Vertreibung der Gaza-Palästinenser geplant?
Konkret: Netanjahu müsste eine Strategie für die Nachkriegszeit haben. Und da er ja, ein paar beschönigende Worte im eingangs erwähnten Telefonat mit Joe Biden hin oder, die Schaffung eines palästinensischen Staats ablehnt, müsste ihm etwas anderes, vielleicht Sinnvolles vorschweben.
Da gerate ich in Spekulationen: Ich befürchte, Netanjahu und die weit rechts orientierten Mitglieder seiner Regierung versuchen, im Gazastreifen eine derart ausweglose Situation herbeizuführen, dass der Druck (auch international) gewaltig steigen wird, den Gaza-Palästinensern die Migration über die Grenze nach Ägypten zu ermöglichen. «Freiwilligen Transfer» nennen das Politiker wie Smotrich oder Ben Gvir, beide Mitglieder des Kriegskabinetts von Benjamin Netanjahu.

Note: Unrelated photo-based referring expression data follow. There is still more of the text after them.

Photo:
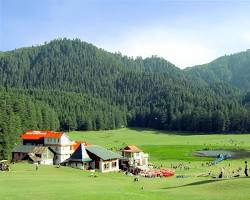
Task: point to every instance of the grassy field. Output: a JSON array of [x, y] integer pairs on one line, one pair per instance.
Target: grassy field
[[23, 182]]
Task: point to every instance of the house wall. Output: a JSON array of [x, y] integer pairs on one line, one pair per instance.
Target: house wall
[[78, 164], [34, 142], [17, 156], [58, 158], [109, 166], [61, 148], [139, 159]]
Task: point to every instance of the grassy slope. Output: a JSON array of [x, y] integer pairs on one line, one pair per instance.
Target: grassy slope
[[23, 182]]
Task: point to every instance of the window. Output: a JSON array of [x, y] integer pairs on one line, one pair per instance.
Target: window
[[114, 164], [106, 165]]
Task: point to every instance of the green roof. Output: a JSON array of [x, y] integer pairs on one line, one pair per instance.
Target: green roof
[[30, 149], [103, 153]]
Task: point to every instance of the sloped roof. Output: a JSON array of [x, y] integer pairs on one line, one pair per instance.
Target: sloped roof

Die ägyptische Führung wehrt sich, im Dialekt würden wir sagen «mit Händen und Füssen» dagegen – aus guten Gründen. Sie stellt sich auf den Standpunkt, Israel sei für das Palästinenserproblem verantwortlich, also müsse es dieses Problem auch selbst lösen, irgendwie. Und sie hat, ausserdem, Angst vor den wirtschaftlichen Konsequenzen einer Massenzuwanderung aus dem Gazastreifen und vor dem ideologischen Impact als Folge eines Zustroms von Menschen, von denen eine unbekannte Zahl mit Hamas sympathisiert oder sich mit der Geisteshaltung von Hamas identifiziert. Denn Hamas war ja ursprünglich ein Ableger der Muslimbruderschaft, also ausgerechnet jener Gruppe, die das al-Sissi-Regime mit allen ihm zur Verfügung stehenden Mitteln (Massenverhaftungen, Todesurteile) bekämpft. Also wird Ägypten die Grenze zum Gazastreifen so lange wie möglich und auch so konsequent wie möglich gesperrt halten.

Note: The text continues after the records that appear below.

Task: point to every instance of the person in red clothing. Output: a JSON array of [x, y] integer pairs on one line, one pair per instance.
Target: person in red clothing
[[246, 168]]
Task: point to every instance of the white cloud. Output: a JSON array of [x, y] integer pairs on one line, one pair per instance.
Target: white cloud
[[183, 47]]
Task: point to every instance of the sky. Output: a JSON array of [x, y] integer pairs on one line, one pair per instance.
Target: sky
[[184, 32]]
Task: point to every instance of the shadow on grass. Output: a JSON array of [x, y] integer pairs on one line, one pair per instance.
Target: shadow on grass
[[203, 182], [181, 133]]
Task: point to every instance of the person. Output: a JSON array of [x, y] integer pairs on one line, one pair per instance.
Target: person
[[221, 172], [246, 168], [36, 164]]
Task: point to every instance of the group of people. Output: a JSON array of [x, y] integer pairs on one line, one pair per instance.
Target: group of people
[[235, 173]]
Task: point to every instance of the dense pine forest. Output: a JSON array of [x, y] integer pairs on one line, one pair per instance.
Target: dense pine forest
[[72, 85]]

Gewisse Lücken im System aber gibt es offenkundig bereits. Zumindest berichtet «middleeasteye.net» aufgrund eigener Recherchen über ein bereits blühendes Geschäft von Schleppern am Grenzübergang. Wer 2000 Dollar für ein Kind und zwischen 5000 und 7000 Dollar für je eine erwachsene Person bezahle, werde hinüber geschmuggelt.
Es sind gewiss nur wenige, die sich das leisten können. Die überwiegende Mehrzahl der innerhalb des Gazastreifens aus ihren Wohnungen in (bestenfalls) Zeltlager Geflüchteten hofft, nur mit Glück noch den nächsten und den übernächsten Tag zu überleben. Und dann?